Sejak membaca kutipan dari catatan harian David Brainerd (20 April 1718 – 9 Oktober 1747) di Katekismus Westmister, saya terinspirasi dan terdorong. Kutipan pendek tersebut membuat saya merenungkan kembali apa artinya menjadi seorang Kristen sejati, apa artinya menjadi pelayan Tuhan di dunia ini. Dan saya jadi tertarik untuk membaca lebih lanjut tentang cerita hidup dari seorang hamba Tuhan yang luar biasa ini. Mungkin bisa dikatakan bahwa tidak ada tulisan biografi tentang Brainerd yang lebih lengkap dan dengan dasar pengenalan yang luar biasa dekat dibandingkan dengan tulisan Jonathan Edwards (5 Oktober 1703 – 22 Maret 1758) yang berjudul: The Memoirs of The Rev. David Brainerd. Selain tentunya karena kemampuan menulis dari hamba Tuhan puritan Amerika Jonathan Edwards ini. Ia juga pernah menjadi hamba Tuhan dimana Brainerd kecil bergereja di Northampton. Bahkan ketika kuliah di Yale University, Edwards juga pernah berkotbah di sana. Selain itu ternyata Edwards juga mendukung perkembangan dari Yale University untuk membangkitkan pemuda-pemuda dengan kualitas pendidikan tinggi. Dan Brainerd pun membaca banyak tulisan dari Edwards. Salah satu bukunya yang begitu menginspirasi sehingga Brainerd terus menganjurkan buku itu dibaca banyak orang Kristen yaitu A Treatise Concerning Religious Affections (1746). Mereka saling mengenal ketika hadir di upacara wisuda di Yale tahun 1743. Edwards berkotbah saat itu. Brainerd menyukai kotbah dan pandangan teologis dari Edwards. Dan Edwards begitu terkesan dengan pengabdian pribadi, pengertian rohani dan kerendahan hati dari Brainerd. Sejak itulah mereka saling mengenal satu sama lain. Di hari-hari terakhirnya Brainerd tinggal di rumah Edwards. Dan Brainerd memberikan segala catatan pribadinya kepada Edwards yang kemudian dijadikan sumber biografi tulisannya.  
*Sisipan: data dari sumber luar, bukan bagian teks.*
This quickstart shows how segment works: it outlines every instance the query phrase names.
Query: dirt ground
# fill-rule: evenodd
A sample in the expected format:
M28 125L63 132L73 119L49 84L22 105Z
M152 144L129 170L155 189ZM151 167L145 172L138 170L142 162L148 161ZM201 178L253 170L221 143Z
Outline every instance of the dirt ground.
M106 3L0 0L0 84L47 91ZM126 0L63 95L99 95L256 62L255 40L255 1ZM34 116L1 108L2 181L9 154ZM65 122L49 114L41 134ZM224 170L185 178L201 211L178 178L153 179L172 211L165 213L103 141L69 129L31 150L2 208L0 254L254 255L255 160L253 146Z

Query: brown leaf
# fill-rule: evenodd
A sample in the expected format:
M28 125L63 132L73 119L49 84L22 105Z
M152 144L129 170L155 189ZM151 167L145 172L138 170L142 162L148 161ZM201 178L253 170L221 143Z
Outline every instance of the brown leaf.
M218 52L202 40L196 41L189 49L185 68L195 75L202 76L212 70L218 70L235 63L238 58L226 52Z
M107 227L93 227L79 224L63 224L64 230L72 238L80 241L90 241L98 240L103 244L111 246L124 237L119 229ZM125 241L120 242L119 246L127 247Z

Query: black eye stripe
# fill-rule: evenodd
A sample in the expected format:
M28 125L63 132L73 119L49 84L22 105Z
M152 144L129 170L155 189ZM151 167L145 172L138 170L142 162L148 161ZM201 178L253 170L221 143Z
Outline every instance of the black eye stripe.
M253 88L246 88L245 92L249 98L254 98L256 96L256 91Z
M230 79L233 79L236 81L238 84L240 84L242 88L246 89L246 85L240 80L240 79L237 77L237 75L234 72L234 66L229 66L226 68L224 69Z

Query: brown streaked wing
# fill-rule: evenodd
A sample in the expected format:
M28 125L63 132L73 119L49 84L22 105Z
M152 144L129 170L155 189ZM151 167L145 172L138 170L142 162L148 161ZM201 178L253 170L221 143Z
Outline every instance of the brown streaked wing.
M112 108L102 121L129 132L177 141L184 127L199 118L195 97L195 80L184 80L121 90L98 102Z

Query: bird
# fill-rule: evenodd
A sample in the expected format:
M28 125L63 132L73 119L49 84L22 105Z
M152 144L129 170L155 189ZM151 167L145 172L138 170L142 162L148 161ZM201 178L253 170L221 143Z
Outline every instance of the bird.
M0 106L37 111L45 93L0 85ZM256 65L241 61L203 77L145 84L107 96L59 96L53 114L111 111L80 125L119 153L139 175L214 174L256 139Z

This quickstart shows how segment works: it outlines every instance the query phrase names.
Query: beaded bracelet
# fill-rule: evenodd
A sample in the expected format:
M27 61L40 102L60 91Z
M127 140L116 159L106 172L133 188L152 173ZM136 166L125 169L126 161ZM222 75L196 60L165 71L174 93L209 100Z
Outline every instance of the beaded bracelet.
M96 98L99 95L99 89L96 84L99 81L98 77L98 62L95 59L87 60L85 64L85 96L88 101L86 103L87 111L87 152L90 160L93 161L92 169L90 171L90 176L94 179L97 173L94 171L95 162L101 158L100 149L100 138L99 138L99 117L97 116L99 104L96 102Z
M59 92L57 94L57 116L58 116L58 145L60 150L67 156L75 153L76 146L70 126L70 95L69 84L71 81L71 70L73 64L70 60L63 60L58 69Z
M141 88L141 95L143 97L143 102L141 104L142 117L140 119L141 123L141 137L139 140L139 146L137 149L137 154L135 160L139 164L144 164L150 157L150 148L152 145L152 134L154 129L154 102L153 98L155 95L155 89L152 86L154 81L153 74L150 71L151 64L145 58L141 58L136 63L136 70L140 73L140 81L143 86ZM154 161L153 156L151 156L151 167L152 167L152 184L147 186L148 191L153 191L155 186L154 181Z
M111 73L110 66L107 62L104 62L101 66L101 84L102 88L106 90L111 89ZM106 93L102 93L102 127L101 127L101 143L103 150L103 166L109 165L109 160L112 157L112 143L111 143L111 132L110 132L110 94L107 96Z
Siapa David Brainerd? Ia dikenal sebagai salah satu misionaris Amerika ke suku Indian dan menginspirasi banyak orang khususnya para hamba Tuhan dan misionaris seperti Henry Martyn, William Carey dan lain-lain. Perlu diingat bahwa ia menjadi misionaris bukan sebagai pelariannya atau pun ketidakmampuannya di bidang lain. Ia menjadi misionaris karena meresponi panggilan Tuhan dimana ia disadarkan akan pentingnya injil keselamatan bagi manusia berdosa. Secara akademis, tidak diragukan lagi ia adalah salah satu mahasiswa terbaik di Yale University pada zamannya. Pada umur 20 tahun, ia melanjutkan studi di Yale University. Awalnya ia tidak ingin melanjutkan karena ia kuatir apakah ia bisa menjalani kehidupan rohani yang ketat di perguruan tinggi nanti. Namun dalam catatan hariannya dinyatakan bahwa ia bersyukur karena dalam perguruan tinggi tersebut Tuhan mengungkapkan hal-hal indah dari kasihNya. Yang mendukakan ia adalah ketidakpedulian dan apatisme rohani dari rekan-rekannya. Di tahun terakhirnya 1741, terlihat bahwa kecerdasan dan ketekunan belajarnya membawa dia mendapat ranking tertinggi di kelasnya dan itu berarti ia memiliki prospek yang cerah. Tinggal menunggu waktu dimana ia akan dinyatakan sebagai lulusan Yale yang terbaik saat itu. Namun ia dikeluarkan. Salah satu penyebab tidak langsungnya yaitu kebangunan rohani yang terus berlangsung di Amerika. Kebangunan rohani ini sudah berjalan antara 1730-1740 melalui KKR besar yang diadakan oleh para hamba Tuhan yang begitu dipakai Tuhan seperti Jonathan Edwards (1734), Jonathan Dickson di Newark (1738), John Seccumb di Harvard (1739) dan George Whitefield (1739). Brainerd begitu digerakan oleh kebangunan rohani tersebut. Sampai-sampai ia jatuh pada kesalahan dimana ia pun mengecam dengan pedas orang-orang Kristen yang mengaku Kristen namun terus dalam dosa dengan. Ketika seorang dosen bernama Whittelsey tergerak untuk memimpin doa chapel mahasiswa di Yale University, Brainerd berkomentar bahwa Whittelsey kurang urapan. Sejak itulah kemudian ia bermasalah dengan perguruan tinggi tempatnya studi dan akhirnya ia dikeluarkan. Kemudian hari, Brainerd menyadari ini sebagian memang kesalahan dari dia juga. Sejak itu ia menjadi cenderung melankolis dan tertekan mengingat hilangnya status kemahasiswaannya.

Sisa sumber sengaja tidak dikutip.